A tradicional festa junina escolar se reinventa com as coreografias do momento, gerando debates sobre a preservação cultural e a adaptação aos novos tempos.
O período junino nas escolas brasileiras é um momento aguardado, marcado pelo contato com as tradições de São João. Quem não se lembra das clássicas apresentações com chapéuzinho de palha e músicas como “Clima de Rodeio”?
Contudo, nos últimos anos, as festas juninas escolares têm passado por transformações visíveis. Vídeos que viralizam nas redes sociais mostram alunos incorporando novos passinhos e ritmos em suas apresentações, mesmo com os trajes típicos.
Essa fusão entre o tradicional e o moderno divide opiniões, mas encontra adeptos entre pais e educadores, que buscam um equilíbrio entre a cultura junina e os interesses da nova geração. Conforme informação divulgada pelo g1, essa adaptação tem gerado discussões calorosas sobre os rumos da festividade.
Do Brega Funk aos remixes: a nova cara das quadrilhas escolares
Em diversas regiões do país, estudantes têm misturado os tradicionais passos de quadrilha com coreografias inspiradas em dancinhas de TikTok e sucessos do brega funk, como o passinho do Jamal. As músicas juninas também ganham novas versões, com remixes que incluem batidas de funk e phonk.
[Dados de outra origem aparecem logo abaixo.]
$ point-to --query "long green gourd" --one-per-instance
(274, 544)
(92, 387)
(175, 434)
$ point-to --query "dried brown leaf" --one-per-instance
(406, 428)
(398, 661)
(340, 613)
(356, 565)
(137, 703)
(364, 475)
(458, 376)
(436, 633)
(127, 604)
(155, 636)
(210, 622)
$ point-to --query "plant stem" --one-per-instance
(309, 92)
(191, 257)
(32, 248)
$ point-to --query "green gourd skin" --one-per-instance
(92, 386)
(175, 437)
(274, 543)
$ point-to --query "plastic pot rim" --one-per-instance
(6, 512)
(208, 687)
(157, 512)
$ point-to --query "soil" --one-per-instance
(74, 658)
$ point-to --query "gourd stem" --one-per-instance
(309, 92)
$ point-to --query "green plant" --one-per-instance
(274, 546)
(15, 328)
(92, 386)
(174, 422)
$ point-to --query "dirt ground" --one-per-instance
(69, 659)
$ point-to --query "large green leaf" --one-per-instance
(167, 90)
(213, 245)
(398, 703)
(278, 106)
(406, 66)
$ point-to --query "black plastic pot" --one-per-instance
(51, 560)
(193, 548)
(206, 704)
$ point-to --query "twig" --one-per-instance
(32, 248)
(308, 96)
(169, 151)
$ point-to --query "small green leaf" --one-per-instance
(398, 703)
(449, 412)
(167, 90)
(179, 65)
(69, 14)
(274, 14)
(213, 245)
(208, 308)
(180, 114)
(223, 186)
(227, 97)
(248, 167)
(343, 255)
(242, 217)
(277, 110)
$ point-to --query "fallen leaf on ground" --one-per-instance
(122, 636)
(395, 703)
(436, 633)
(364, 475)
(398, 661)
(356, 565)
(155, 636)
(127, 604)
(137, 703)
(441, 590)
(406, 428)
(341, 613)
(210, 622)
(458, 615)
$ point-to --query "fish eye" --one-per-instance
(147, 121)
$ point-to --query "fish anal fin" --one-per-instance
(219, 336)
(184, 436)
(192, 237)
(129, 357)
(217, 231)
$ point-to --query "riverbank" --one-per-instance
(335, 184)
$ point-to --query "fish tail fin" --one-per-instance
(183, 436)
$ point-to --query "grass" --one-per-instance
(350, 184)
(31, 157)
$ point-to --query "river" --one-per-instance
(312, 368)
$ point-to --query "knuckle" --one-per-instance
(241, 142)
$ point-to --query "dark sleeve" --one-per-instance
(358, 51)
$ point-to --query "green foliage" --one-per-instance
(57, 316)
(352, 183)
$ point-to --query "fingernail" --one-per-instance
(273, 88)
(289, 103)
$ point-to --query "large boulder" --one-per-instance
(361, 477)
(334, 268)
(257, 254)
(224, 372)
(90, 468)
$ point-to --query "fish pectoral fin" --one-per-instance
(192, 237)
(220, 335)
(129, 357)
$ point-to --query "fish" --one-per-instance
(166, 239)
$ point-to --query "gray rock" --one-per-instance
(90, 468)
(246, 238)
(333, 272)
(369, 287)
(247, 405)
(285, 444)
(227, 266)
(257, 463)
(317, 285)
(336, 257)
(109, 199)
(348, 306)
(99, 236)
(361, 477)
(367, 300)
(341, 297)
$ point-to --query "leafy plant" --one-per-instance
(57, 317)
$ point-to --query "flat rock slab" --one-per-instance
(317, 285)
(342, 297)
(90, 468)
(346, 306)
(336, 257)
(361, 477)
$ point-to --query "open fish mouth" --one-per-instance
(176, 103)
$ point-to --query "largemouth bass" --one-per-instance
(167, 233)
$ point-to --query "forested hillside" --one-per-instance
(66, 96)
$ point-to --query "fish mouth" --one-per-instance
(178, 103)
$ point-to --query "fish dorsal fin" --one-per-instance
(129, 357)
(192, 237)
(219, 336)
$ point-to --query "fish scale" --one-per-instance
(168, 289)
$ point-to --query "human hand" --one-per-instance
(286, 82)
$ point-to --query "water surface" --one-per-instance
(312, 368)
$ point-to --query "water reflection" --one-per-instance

Um exemplo disso ocorreu em Itumbiara, Goiás, onde a apresentação de uma turma do 5º ano misturou o phonk “Brasil com S” com um forró remixado de “Sou Brasileiro” e o hit “6’7”. A mãe de uma das alunas, Joice Cristina Pacheco Silva, de 28 anos, aprovou a iniciativa, afirmando ao g1: “É a dança do momento deles. A gente tem que se adaptar porque, querendo ou não, com o passar dos anos as coisas vão mudando.”.
Tradição em pauta: escolas que optam pelo caminho clássico
Em contrapartida, algumas instituições de ensino optam por manter a essência tradicional das festas juninas. Em Jaboatão dos Guararapes, Pernambuco, uma escola cristã optou por seguir a cartilha clássica, mesmo com o pedido dos alunos para incluir os passos do brega funk. A playlist contou com clássicos como “Riacho do Navio” e “No Lume da Fogueira”.
Outro colégio particular em Pernambuco também seguiu a linha tradicional, com uma coreografia que homenageou Luiz Gonzaga e abordou a importância da água no sertão. A diretora Paula Leão explicou a escolha pedagógica: “Escutamos as demandas dos alunos, sim, mas sem fugir da nossa história.”.
Otimismo com a fusão de ritmos
Para o cantor e compositor Almérrio, a fusão de ritmos não representa uma ameaça à tradição junina. Ele acredita que o forró, em suas diversas vertentes, vive um momento de expansão, impulsionado inclusive por novos gêneros como o piseiro.
“O forró como um todo, com ou sem essas novas ferramentas, tem ganhado mais força e espaço tanto no Brasil quanto internacionalmente. O envolvimento dos jovens nessas trends é a prova disso”, declarou Almérrio, mostrando otimismo com a adaptação das tradições juninas aos novos tempos e à cultura jovem.